SUMMERY OF THE UTILITY MODEL

In order to overcome current hot runner because of the structure limit exists as the background the drawback, the utility model provides a under relevant mechanism and circuit combined action, not only can this internal electric heating plate mechanism temperature of every hot runner of real time control, the temperature of the supporting inlet pipe of hot runner body of real-time supervision can also appear too high or when crossing the low temperature, can in time wireless mode suggestion on duty indoor personnel maintain, guaranteed the hot runner temperature detection and the controlling means that the product of producing has better quality from this as far as possible.

The utility model provides a technical scheme that its technical problem adopted is:

the hot runner temperature detection and control device is characterized by comprising a voltage-stabilized power supply, a temperature control circuit, a detection mechanism, a transmitting circuit and a receiving circuit; the temperature control circuit is provided with a plurality of sets, and each hot runner is matched with one set of temperature control circuit; each set of temperature control circuit comprises a relay and a temperature control switch, and the temperature control switch is arranged outside the side end of the shell of the hot runner; the detection mechanism comprises a temperature switch and a relay, and the temperature switch is arranged at the outer side end of the feeding pipe matched with the hot runner; the relay of the temperature control circuit, the relay of the detection mechanism, the transmitting circuit and the stabilized voltage power supply are arranged in the element box, and the receiving circuit is arranged in the shell; the signal output end of the detection mechanism is electrically connected with the signal input end of the transmitting circuit, and the power output end of the temperature control circuit is electrically connected with the power input end of the electric heating plate mechanism of the hot runner.

Furthermore, the receiving circuit comprises a voltage-stabilized power supply A, a wireless receiving circuit module, a resistor, a light-emitting diode, a silicon controlled rectifier and a buzzer; the positive power output end of the voltage-stabilized power supply A is connected with the anode of the silicon controlled rectifier, the positive power input end of the wireless receiving circuit module is connected, the pulse output end of the wireless receiving circuit module is connected with one end of the first resistor, the other end of the first resistor is connected with the control electrode of the silicon controlled rectifier, the cathode of the silicon controlled rectifier is connected with the positive power input end of the buzzer, two paths of output ends of the wireless receiving circuit module are connected with one end of the second resistor, one end of the third resistor, the other ends of the second resistor and the third resistor are respectively connected with the anodes of the two light-emitting diodes, and the cathodes of the two light-emitting diodes are connected with the negative power input end of the wireless receiving circuit module.

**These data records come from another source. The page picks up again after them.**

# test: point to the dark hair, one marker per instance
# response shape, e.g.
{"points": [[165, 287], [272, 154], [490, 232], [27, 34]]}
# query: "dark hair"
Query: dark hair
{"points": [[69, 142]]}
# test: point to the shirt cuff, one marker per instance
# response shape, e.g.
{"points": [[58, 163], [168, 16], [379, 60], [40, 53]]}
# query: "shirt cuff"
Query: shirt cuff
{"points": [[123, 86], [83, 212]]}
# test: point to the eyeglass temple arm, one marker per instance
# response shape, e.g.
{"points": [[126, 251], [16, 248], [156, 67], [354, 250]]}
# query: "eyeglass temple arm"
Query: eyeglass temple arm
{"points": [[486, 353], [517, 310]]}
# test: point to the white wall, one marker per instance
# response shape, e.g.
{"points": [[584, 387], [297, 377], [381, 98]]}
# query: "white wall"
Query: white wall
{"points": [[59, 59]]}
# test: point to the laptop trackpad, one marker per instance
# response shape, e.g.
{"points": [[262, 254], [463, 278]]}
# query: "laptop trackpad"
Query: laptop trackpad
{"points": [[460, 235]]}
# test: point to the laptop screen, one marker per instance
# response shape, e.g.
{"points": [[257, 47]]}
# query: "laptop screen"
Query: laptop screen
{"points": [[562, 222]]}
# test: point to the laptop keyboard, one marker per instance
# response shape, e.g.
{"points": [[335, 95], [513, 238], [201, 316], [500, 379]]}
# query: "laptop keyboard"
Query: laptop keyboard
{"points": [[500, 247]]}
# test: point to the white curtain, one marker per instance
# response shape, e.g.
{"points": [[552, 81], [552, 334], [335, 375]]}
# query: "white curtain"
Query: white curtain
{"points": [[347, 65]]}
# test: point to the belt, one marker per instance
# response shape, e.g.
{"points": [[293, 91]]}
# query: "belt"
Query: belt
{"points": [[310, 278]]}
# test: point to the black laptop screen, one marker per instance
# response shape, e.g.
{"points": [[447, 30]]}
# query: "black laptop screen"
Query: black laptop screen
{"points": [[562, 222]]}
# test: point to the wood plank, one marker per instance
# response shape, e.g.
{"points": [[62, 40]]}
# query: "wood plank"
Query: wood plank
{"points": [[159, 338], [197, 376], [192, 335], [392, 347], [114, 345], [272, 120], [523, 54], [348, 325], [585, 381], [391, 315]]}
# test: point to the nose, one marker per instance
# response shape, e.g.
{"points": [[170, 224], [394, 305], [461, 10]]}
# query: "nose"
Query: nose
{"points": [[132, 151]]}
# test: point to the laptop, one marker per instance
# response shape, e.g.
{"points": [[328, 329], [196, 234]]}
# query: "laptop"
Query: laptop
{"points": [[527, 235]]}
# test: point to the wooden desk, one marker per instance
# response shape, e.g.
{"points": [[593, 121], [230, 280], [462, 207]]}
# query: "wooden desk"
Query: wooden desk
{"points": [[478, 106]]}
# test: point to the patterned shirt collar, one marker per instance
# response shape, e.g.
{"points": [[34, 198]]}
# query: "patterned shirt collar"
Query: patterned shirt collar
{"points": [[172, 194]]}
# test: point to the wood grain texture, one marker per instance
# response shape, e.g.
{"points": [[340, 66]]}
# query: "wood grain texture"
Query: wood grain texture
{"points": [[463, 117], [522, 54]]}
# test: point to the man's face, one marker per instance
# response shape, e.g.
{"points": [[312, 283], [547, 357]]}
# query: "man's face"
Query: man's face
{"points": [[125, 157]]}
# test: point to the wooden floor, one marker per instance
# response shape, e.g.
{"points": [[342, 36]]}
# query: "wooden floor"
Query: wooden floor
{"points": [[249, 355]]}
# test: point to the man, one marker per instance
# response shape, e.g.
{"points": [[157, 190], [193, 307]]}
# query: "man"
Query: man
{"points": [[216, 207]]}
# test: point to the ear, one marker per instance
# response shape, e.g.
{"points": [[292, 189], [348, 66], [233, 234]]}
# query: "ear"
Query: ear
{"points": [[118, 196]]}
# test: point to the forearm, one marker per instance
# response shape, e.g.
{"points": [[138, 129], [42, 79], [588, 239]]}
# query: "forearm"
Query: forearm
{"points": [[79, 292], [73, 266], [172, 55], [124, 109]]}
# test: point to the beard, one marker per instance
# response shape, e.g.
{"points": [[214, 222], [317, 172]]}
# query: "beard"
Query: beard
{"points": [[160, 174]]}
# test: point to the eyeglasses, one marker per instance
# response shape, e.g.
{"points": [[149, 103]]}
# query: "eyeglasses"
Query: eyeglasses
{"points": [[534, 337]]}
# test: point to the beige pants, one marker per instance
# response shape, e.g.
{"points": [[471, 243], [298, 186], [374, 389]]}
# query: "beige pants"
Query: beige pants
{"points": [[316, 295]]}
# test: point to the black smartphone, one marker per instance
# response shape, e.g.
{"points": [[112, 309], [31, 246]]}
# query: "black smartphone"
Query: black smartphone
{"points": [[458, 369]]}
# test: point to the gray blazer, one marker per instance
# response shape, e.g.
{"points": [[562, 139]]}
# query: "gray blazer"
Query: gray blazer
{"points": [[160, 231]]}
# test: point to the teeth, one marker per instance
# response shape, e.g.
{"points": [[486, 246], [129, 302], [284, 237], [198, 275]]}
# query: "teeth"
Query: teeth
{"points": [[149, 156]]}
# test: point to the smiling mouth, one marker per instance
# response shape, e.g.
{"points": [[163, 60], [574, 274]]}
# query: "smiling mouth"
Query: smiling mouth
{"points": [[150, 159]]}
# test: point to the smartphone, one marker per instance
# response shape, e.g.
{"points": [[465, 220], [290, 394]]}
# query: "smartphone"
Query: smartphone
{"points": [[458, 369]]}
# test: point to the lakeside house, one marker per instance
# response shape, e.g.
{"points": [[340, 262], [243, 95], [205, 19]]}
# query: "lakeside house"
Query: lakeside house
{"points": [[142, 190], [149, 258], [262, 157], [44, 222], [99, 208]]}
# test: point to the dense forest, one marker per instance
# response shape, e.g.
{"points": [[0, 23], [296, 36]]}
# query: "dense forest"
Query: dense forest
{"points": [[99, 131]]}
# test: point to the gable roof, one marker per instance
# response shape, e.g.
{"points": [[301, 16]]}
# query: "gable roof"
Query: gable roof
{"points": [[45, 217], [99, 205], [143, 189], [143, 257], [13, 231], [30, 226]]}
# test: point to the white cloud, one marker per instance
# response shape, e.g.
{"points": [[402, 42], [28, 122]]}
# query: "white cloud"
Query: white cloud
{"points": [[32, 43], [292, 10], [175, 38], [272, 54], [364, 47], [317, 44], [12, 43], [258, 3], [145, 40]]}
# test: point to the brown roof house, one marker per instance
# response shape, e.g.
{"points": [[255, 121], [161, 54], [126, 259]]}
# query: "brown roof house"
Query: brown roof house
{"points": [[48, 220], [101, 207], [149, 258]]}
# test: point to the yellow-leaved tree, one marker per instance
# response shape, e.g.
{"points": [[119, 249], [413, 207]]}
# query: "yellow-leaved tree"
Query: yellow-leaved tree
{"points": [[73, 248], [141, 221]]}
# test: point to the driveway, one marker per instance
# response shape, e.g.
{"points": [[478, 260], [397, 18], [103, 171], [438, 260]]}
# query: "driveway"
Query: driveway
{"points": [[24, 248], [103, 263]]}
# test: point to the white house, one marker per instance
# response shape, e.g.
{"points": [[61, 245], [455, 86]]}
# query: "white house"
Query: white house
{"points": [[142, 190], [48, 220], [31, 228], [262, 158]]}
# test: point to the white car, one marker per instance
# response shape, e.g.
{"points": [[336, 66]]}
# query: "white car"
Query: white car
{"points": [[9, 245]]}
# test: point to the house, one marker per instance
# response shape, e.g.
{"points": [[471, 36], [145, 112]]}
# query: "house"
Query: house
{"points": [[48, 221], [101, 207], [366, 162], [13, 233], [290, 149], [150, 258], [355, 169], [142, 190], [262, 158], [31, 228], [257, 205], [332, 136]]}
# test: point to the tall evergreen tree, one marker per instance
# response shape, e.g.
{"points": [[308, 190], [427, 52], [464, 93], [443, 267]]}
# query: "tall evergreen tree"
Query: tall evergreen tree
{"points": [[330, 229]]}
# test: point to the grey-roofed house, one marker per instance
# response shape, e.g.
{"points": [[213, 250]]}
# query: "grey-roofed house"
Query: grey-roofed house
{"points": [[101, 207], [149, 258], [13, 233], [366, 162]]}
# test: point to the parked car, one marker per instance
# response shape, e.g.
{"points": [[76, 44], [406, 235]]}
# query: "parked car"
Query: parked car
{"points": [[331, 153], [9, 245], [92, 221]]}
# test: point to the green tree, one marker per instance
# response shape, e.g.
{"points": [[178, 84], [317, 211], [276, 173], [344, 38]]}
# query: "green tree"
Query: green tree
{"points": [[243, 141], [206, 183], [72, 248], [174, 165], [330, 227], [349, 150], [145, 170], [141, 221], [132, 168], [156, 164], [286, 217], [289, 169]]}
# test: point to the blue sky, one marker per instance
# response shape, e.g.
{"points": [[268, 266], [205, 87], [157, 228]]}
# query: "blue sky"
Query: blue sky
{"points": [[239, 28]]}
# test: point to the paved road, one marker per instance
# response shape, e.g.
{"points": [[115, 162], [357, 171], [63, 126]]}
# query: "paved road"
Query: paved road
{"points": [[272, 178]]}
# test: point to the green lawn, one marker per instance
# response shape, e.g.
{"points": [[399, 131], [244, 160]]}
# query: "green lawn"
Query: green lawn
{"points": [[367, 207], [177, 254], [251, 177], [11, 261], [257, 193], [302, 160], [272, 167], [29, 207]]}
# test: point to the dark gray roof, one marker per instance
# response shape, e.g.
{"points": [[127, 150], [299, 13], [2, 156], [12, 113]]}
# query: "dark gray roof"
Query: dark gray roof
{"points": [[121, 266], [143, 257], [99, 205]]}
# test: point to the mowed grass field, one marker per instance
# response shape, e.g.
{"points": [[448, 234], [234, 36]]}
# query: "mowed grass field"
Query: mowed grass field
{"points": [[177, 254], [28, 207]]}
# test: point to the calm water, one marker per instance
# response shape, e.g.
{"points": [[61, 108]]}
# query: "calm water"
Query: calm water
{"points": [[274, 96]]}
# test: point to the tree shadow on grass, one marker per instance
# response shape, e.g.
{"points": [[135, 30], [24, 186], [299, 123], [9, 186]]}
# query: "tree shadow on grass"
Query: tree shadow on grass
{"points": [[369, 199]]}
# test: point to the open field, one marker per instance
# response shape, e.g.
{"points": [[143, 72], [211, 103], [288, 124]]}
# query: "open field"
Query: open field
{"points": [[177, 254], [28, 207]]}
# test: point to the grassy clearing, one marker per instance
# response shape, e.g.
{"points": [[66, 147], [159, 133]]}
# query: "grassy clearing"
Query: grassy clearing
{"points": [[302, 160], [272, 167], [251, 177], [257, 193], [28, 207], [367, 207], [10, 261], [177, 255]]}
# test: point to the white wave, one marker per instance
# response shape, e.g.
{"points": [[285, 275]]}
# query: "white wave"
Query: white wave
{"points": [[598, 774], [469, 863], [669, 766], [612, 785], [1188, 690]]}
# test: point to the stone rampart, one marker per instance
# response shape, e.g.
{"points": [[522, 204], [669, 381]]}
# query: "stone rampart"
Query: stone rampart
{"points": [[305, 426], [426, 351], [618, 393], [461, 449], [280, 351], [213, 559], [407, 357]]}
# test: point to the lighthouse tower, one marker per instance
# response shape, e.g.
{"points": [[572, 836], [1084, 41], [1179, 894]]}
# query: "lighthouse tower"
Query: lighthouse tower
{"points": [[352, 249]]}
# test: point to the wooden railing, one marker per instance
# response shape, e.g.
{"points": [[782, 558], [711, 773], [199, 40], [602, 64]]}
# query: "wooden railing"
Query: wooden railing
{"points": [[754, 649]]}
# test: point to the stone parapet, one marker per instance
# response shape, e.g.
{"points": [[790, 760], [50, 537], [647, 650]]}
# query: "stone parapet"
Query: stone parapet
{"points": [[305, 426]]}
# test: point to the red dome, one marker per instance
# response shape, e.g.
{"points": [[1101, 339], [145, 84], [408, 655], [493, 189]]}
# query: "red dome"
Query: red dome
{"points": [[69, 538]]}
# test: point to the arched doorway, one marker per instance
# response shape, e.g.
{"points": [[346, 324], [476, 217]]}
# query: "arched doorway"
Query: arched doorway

Furthermore, the number of the temperature switches is two, the internal contact of the first temperature switch is of a normally closed structure, and the internal contact of the second temperature switch is of a normally open structure; the internal contact of the temperature control switch is a normally closed structure.

Furthermore, in the temperature control circuit, one end of the temperature control switch is electrically connected with the input end of the positive power supply of the relay, and the normally open contact end of the relay is electrically connected with the input end of the power supply of the electric heating plate mechanism; in the detection mechanism, one ends of two temperature switches are electrically connected, the other ends of the two temperature switches are respectively electrically connected with the input ends of positive power supplies of two relays, and the input ends of negative power supplies of the two relays are electrically connected.

The utility model has the advantages that: in the novel application, the temperature control circuit can respectively control the temperature of the electric heating plates of the hot runner bodies to be in a constant temperature state, so that the fluid flowing out of the hot runner bodies can be effectively ensured to be in a proper temperature, and the electric heating plates do not need to be continuously heated, so that the aim of saving electricity can be fulfilled; when the fluid raw materials temperature in the feed pipe is too high or low when in work, different instruction wireless signals can all be launched to the transmitting circuit, the receiving circuit who is located on duty can pass through reputation suggestion staff after receiving the signal, the raw materials temperature in the feed pipe is either high or low, and like this, the staff can arrive the scene at the very first time and pinpoint the reason and maintain, has guaranteed the quality of follow-up mould pouring back product. Based on the above, so this novel application prospect that has.

Drawings

The present invention will be further explained with reference to the drawings and examples.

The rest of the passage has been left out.